Ban Divorce in California (and Make It Retroactive to Everyone's First Spouse)

Once again, I have to come down from a high. I am excited that Sonia Sotomayor has been nominated to the SCOTUS. I am sad that the California Supreme Court has decided to uphold Proposition 8. That ruling just came down a few minutes ago.

Interestingly, the California court wimped out on us. If, as they have deemed, Proposition 8 is legal, then it would follow that the same sex marriages that they have declared safe, are in fact against the law. Should they not be nullified? Right now, there is a definite two tiered structure in California. When will those on the right, buoyed by the decision today, decide that their gay married neighbors, by just existing, should have their marriage destroyed. Remember, it violates the law of California. I am waiting for them to begin to destroy marriage, to do what they said that they are trying to prevent.

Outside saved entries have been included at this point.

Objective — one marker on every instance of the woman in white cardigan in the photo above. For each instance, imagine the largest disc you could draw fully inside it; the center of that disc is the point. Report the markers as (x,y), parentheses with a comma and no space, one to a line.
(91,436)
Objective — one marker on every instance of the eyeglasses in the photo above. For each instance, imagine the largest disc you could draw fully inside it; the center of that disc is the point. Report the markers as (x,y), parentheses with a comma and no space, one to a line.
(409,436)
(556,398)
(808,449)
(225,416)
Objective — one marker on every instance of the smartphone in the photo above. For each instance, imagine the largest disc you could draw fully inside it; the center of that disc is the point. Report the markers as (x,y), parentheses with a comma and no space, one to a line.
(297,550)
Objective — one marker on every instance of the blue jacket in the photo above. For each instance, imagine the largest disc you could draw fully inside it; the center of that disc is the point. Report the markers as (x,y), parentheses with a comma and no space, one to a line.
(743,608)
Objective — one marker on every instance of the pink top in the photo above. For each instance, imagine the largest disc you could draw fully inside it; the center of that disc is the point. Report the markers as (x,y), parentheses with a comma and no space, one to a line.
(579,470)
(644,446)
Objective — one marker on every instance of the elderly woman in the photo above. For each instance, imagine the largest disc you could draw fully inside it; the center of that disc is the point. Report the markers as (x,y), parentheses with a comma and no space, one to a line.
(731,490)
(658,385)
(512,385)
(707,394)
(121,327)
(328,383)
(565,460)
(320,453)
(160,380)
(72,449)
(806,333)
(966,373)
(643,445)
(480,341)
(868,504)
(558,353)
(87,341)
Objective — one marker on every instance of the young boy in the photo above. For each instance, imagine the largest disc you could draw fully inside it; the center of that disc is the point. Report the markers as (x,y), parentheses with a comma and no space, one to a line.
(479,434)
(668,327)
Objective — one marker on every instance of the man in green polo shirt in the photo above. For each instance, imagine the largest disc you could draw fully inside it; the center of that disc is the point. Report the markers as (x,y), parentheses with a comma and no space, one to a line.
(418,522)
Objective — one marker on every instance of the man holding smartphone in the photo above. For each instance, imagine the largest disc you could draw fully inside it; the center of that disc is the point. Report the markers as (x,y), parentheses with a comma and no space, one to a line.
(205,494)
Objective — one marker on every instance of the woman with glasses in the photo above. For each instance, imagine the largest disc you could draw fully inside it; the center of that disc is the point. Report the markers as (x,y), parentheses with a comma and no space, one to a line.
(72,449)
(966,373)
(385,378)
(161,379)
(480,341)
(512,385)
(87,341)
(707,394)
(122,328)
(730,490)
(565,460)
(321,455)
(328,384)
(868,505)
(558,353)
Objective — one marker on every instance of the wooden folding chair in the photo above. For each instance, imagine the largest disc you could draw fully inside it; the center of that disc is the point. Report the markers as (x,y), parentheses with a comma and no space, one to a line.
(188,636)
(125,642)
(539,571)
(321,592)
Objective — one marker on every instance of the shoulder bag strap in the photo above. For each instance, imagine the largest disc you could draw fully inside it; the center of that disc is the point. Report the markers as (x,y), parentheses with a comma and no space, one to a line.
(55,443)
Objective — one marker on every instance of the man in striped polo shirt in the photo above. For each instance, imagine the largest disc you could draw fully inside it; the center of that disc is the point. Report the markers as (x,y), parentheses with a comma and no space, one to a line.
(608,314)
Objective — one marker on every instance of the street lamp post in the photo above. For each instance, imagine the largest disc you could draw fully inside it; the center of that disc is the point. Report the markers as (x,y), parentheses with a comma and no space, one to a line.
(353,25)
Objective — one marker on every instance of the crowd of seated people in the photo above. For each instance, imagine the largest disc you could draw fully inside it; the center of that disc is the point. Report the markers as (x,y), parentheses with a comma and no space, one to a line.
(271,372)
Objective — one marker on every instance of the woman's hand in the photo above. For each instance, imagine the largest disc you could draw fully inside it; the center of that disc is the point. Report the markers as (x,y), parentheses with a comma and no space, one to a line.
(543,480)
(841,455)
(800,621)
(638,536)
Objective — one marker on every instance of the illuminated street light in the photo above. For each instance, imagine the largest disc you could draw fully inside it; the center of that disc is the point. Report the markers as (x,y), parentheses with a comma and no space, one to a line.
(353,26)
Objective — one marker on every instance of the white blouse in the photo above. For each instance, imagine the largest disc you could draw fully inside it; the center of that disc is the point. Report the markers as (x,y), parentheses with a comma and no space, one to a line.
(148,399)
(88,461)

I suggest to all of my glbt (and straight allied) brothers and sisters in California to generate a petition banning divorce, the real destroyer of marriage, throughout California, and to have that law go retroactively, so that all of those married to someone other than their first spouse will be forced to have those first marriages reinstated.

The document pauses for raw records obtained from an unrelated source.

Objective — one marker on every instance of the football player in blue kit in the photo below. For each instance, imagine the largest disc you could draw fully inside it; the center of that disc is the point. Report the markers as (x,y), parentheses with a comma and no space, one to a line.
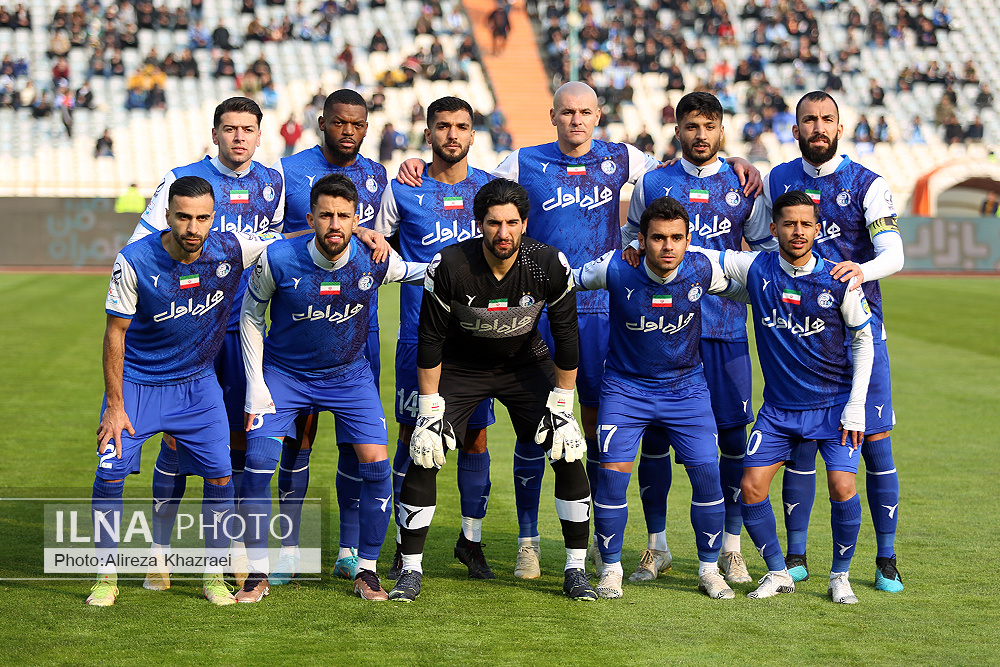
(319,288)
(858,232)
(654,378)
(168,305)
(721,218)
(246,200)
(344,125)
(574,185)
(814,342)
(423,220)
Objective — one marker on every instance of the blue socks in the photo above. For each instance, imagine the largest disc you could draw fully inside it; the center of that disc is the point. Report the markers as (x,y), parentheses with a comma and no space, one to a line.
(654,475)
(474,483)
(529,467)
(798,493)
(349,496)
(611,513)
(168,489)
(882,486)
(845,519)
(708,512)
(374,513)
(758,519)
(293,481)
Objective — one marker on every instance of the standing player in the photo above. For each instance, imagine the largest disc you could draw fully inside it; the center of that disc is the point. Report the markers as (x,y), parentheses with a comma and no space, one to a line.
(804,318)
(319,288)
(246,200)
(424,220)
(654,378)
(168,304)
(721,217)
(478,338)
(857,231)
(343,125)
(574,185)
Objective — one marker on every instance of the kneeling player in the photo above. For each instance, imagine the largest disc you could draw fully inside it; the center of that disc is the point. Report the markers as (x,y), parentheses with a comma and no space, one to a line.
(319,288)
(478,338)
(813,390)
(654,378)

If marriage is in need of protection, then go hard, and see how far you get. Destroy the marriages of the people who married last year in California, and explain why to the public.

3 comments:

Anonymous said...

I figured you would have posted a comment, so that is why I checked. I find your point on first marriages and divorces interesting and the beginning of real dialogue regarding the institution of marriage...On the matter of gay marriages as it relates to the court's ruling, if I understand the decision correctly, the court deferred change to the constitution to the will of the people. Of course, there is more to discuss regarding this decision, but the energy should now be to shift thinking and approach. ---CC

The $3000 Dress said...

is this a question of the court in effect "banning gay marriage" OR of the court upholding the people's right to alter their constitution OR is it a question of the rights of the people to alter their constitution in order to deny rights to (certain) the people? and i bet there's tons more!

hscfree said...

@The $3000 Dress: I think that the primary question that was resolved was whether or not Prop 8 was an actual amendment to the CA constitution or a revision of an existing law. If I understand it correctly, it is the former; therefore, the court upheld its validity.

I raised the point that I did to show how that type of constitutional amendment could affect those who say supported Prop 8.